- Polícia Civil do Maranhão prende 13 suspeitos de facção criminosa envolvida no assassinato de mãe e filho em São João Batista.
- Prisões ocorreram em São Luís após mandados da Vara Colegiada de Crimes Organizados, que investiga organização criminosa.
- Operação Renorcrim reúne Polícias Civis de estados e Distrito Federal em ações contra grupos criminosos.
- Investigação aponta que ataque pode ter sido motivado por vingança contra marido da vítima, que nega envolvimento com facção.
- Cinco suspeitos morreram em operações policiais durante investigações sobre o assassinato de Samira e Yan Kaleb.
A Polícia Civil do Maranhão prendeu, nesta sexta-feira (28), 13 suspeitos de integrar uma facção criminosa investigada pela morte de uma mulher grávida e do filho dela, de 4 anos, em São João Batista, na Baixada Maranhense. As vítimas foram identificadas como Samira Costa Correia e Yan Kaleb Costa Santos.
Os mandados de prisão preventiva foram expedidos pela Vara Colegiada de Crimes Organizados e cumpridos em São Luís. Os investigados já estavam detidos em unidades prisionais da capital por conta das investigações relacionadas ao homicídio.
Com as novas decisões judiciais, os suspeitos também passam a responder por organização criminosa, conforme previsto na Lei nº 12.850/2013.
A operação foi coordenada pelo Departamento de Combate ao Crime Organizado (DCCO), da Superintendência Estadual de Investigações Criminais (SEIC). As autoridades ainda apuram a participação individual de cada investigado e o funcionamento da organização na região.

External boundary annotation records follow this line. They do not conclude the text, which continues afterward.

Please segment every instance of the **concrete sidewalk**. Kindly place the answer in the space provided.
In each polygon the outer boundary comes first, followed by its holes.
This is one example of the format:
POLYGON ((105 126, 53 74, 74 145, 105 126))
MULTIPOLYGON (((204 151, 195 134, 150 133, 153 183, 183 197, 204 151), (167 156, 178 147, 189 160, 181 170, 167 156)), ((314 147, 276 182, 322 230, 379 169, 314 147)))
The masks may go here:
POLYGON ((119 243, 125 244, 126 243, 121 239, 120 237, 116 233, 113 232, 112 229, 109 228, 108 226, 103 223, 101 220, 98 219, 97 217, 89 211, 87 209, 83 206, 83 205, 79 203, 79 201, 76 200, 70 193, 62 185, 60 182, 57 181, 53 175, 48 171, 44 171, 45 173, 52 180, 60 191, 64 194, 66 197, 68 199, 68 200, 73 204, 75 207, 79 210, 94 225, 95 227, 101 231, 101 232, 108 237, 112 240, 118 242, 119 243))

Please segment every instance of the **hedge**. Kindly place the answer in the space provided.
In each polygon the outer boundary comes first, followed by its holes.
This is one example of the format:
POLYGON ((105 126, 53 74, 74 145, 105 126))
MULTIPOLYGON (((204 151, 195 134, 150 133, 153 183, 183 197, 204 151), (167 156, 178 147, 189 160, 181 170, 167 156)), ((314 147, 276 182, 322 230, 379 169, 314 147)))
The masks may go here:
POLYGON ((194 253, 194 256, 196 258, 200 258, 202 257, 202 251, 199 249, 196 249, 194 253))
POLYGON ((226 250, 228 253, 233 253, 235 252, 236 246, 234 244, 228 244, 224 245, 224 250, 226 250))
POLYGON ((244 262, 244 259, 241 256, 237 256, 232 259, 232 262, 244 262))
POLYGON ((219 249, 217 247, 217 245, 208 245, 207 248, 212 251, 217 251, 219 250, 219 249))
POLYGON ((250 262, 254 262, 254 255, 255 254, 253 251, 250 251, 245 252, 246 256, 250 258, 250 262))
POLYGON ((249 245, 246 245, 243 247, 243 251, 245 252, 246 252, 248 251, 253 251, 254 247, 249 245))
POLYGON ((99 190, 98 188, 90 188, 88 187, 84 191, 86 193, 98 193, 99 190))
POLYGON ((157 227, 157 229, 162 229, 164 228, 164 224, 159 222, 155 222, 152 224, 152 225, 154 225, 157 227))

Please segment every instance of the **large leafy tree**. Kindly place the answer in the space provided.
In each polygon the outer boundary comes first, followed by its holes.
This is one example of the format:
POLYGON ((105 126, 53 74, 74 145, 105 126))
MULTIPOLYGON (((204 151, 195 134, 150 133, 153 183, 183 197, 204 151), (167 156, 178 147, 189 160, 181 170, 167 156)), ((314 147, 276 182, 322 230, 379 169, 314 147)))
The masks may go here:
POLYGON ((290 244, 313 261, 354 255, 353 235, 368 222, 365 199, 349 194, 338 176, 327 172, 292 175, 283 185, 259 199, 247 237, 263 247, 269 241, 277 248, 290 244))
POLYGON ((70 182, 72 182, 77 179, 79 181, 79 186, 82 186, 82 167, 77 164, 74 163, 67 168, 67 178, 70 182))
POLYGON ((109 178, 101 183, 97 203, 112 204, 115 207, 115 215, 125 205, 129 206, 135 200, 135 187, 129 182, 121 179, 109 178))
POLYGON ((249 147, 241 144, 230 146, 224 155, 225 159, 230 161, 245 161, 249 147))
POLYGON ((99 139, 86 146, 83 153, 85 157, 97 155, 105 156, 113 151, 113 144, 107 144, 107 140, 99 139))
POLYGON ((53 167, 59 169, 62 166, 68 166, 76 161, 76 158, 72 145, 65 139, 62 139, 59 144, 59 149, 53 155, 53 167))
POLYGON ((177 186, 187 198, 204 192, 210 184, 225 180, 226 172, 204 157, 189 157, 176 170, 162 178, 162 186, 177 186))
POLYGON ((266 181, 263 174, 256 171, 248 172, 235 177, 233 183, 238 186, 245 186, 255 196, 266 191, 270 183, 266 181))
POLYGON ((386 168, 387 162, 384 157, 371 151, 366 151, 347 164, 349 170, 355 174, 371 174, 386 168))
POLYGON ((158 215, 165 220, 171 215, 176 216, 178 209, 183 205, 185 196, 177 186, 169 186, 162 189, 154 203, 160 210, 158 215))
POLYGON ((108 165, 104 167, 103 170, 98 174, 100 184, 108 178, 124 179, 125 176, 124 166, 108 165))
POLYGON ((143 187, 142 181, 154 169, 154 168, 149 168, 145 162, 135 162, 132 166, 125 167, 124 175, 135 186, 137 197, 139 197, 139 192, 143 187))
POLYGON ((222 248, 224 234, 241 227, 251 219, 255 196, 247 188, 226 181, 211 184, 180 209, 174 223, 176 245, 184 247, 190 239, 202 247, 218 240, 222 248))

A ação integra a Operação Renorcrim (Rede Nacional de Operações de Combate ao Crime Organizado), que reúne as Polícias Civis dos estados e do Distrito Federal em ações conjuntas contra organizações criminosas.
RELEMBRE O CASO
Samira e o filho Yan Kaleb foram mortos no dia 10 de julho de 2026, na zona rural de São João Batista, município situado a aproximadamente 291 quilômetros de São Luís.
De acordo com as investigações, homens armados invadiram imóveis pertencentes à mesma família. Em uma das casas estavam Samira e a criança.
Os criminosos teriam efetuado disparos e, na sequência, colocado fogo no imóvel. Os corpos da mãe e do filho foram encontrados carbonizados.
A perícia ainda busca determinar se as vítimas morreram em consequência dos disparos ou se estavam vivas quando o incêndio foi provocado.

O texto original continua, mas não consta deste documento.